Section 2 — We do (faded spinner)

Step 1: theoretical P(red) = 1 ÷ 4 = 0.25.
Step 2: expected = 80 × 0.25 = 20 reds.
Step 3: experimental P(red) = 25 ÷ 80 = 0.3125.
Step 4: experimental is higher than theoretical. With only 80 spins, this difference is most likely due to random variation (not enough trials).

3.1 — Theoretical P(5) on a die

One favourable outcome (the 5), six possible outcomes. P(5) = 1/6 ≈ 0.167.

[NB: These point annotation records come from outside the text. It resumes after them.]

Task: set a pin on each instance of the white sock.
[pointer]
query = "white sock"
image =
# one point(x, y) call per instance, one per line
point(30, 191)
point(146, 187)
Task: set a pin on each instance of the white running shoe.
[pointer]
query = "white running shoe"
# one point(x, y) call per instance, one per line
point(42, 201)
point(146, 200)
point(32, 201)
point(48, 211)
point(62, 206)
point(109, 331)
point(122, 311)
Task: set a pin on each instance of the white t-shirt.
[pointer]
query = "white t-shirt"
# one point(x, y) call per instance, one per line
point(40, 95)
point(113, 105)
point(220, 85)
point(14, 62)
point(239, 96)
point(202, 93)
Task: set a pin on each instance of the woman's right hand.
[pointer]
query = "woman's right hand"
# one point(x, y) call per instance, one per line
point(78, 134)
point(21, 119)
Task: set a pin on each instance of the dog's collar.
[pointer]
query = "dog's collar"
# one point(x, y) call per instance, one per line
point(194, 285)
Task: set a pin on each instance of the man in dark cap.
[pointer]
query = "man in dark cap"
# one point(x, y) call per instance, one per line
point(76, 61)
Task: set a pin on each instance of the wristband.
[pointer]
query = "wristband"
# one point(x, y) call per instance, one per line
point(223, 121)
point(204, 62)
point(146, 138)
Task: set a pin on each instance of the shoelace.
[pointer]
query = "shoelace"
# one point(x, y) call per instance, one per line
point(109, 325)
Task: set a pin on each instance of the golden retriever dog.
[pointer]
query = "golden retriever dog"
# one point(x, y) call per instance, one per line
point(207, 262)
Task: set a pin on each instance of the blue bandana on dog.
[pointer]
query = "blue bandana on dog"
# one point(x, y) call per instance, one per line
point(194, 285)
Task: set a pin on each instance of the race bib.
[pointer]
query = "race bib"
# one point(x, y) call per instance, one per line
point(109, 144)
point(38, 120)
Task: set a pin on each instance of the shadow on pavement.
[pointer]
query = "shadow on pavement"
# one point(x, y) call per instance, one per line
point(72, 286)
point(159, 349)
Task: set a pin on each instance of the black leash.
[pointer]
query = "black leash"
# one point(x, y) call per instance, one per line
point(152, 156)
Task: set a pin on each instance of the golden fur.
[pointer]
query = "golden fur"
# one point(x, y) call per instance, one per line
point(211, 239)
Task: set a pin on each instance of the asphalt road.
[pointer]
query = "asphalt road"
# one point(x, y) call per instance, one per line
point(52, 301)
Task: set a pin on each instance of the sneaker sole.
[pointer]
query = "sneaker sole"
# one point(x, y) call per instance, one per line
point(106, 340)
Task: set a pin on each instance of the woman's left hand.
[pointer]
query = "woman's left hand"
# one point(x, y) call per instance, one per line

3.2 — Experimental P(head)

P(head) = 22 ÷ 50 = 0.44.

3.3 — Expected 6s in 60 rolls

Expected = 60 × (1/6) = 10 sixes.

3.4 — 5-section spinner

P(any section) = 1/5 = 0.2.

3.5 — Die rolled 90 times

(a) Expected of each number = 90 ÷ 6 = 15.
(b) Experimental P(4) = 20 ÷ 90 = 2/9 ≈ 0.222.

3.6 — Marble bag

(a) Experimental P(red) ≈ 40 ÷ 100 = 0.4.
(b) About 0.4 × 250 = 100 red marbles.

3.7 — Coin tosses 10 / 100 / 1000

P(head) = 7/10 = 0.7; 54/100 = 0.54; 503/1000 = 0.503.
The 1000-toss result is most trustworthy because more trials reduce random variation — by the law of large numbers, experimental probability approaches the theoretical 0.5 as trials grow.

3.8 — Die rolled 600 times

(a) Expected = 600 ÷ 6 = 100 sixes.
(b) Experimental P(6) = 145 ÷ 600 ≈ 0.2417. Theoretical = 1/6 ≈ 0.1667. Difference ≈ 0.075.
(c) Probably not negligible — getting 145 sixes when 100 were expected is 45 more than expected. With this many trials, random variation alone is unlikely to cause that big a gap, so the die may be biased and should be tested further.